Fair Stood the Wind for France by H.E. Bates

H.E. Bates was first introduced to me as the author of The Darling Buds of May, which I used to love on the TV, but I have never actually read anything by him. Fair Stood the Wind for France (1944) has been on my shelf for almost five years – indeed, I bought it one week after reading Lyn’s review at I Prefer Reading. Indeed, you can see my comment saying that I intended to keep an eye out for it.

Fair Stood

It joined those books I took to Edinburgh with me – and, in fact, I think I read all of this one on the train journey. It certainly begins dramatically. John Franklin is forced to crash-land while in a bomber plane over France, along with his fellow pilots. That happens in the first few pages, and was my introduction to the excellence of Bates’ writing:

The ground was too soft and the moon for a few seconds jolted wildly about the sky. The Wellington did a group loop, about three-quarters circle, and Franklin could not hold it. He was aware of being thrown violently forward and of his sickness knotting in his stomach and then rising and bursting and breaking acidly, with the smell of fuel and oil, in his mouth. He was aware of all the sound of the world smashing forward towards him, exploding his brain, and of his arms striking violently upward, free of the controls. For a moment he seemed to black-out entirely and then the moon, hurling towards him, full force smashed itself against his eyes and woke him brutally to a moment of crazy terror. In that moment he put up his hands.
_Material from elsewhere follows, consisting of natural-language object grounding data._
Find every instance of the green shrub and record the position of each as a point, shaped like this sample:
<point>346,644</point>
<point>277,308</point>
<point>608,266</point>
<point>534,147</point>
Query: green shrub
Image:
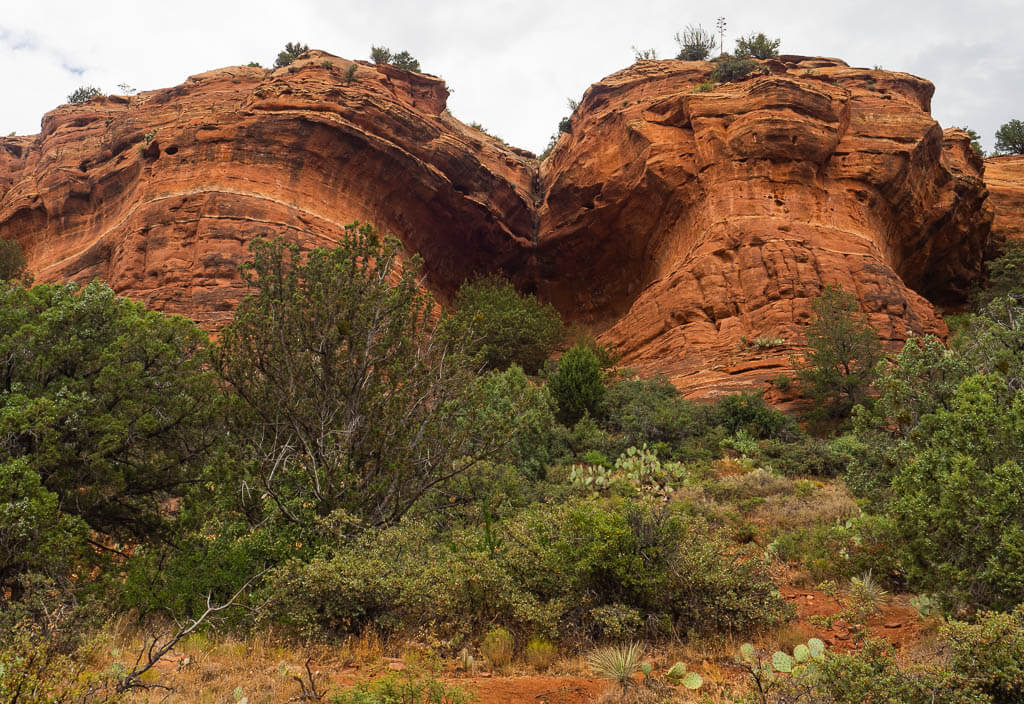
<point>84,94</point>
<point>507,327</point>
<point>758,46</point>
<point>843,352</point>
<point>578,385</point>
<point>498,647</point>
<point>728,69</point>
<point>1010,137</point>
<point>541,653</point>
<point>403,689</point>
<point>13,266</point>
<point>694,44</point>
<point>290,53</point>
He felt his left arm strike something sharp, with sickening force, and then the moon break again in his face with bloody and glassy splinters in a moment beyond which there was no remembering.

Now, I usually prefer the crux of a novel to be about somebody forgetting to return a library book (for instance), but I thought that was really rather good – and the domestic reader is not ostracised at any point by war jargon or jingoism.

For some reason they are very keen to be in Occupied France rather than Unoccupied France. I couldn’t work out why that was (anybody?) – being around Nazis seems like a bad idea to me, but I’m sure there are reasons.

This all sets up the main section of the novel. Franklin is badly injured, but they have no choice but to get away from the wreck of their aircraft. Warily, he approaches a woman at a farmhouse. At the first one, she is terrified but asks him to leave. At the second, the woman is completely calm, and welcomes him and the others in for food and somewhere to rest. She and her family selflessly offer them somewhere to stay for as long as is needed – though it would mean they would certainly all be killed if it were discovered.

‘Calm’ is the word that is used over and over to describe Francoise, and it is very fitting. She is softly-spoken, unflappable, and sensible. Even when she and Franklin travel into the nearest town because his arm badly needs the attention of a doctor, Francoise refuses to panic or even (it seems) worry. She has a wisdom that can only be gained by implacably facing the unfaceable. (And a good line in simple bribery: ‘She smiled. “With a chicken you can do most things,” she said.”With two chickens you can do anything.”‘)

Lyn uses the word ‘understated’ in her review to describe Fair Stood the Wind For France, and it is very apt – and Francoise sets the tone. Her manner seeps into the novel. Terrifying and terrible things are happening, but Bates does not inject the novel with undue drama; instead, we witness these events in a kind of a quiet horror and share the simple humanity of the characters. Because, of course, Francoise and Franklin begin to fall in love. And they do that in a very understated way too. There are no overblown statements, but simply a meeting of minds and a shared understanding.

It’s a lovely novel, which combines the simple and the extraordinary beautifully. Thank you, Lyn, for bringing it to my attention – and this proves that books can wait a while on the shelf before they’re finally enjoyed!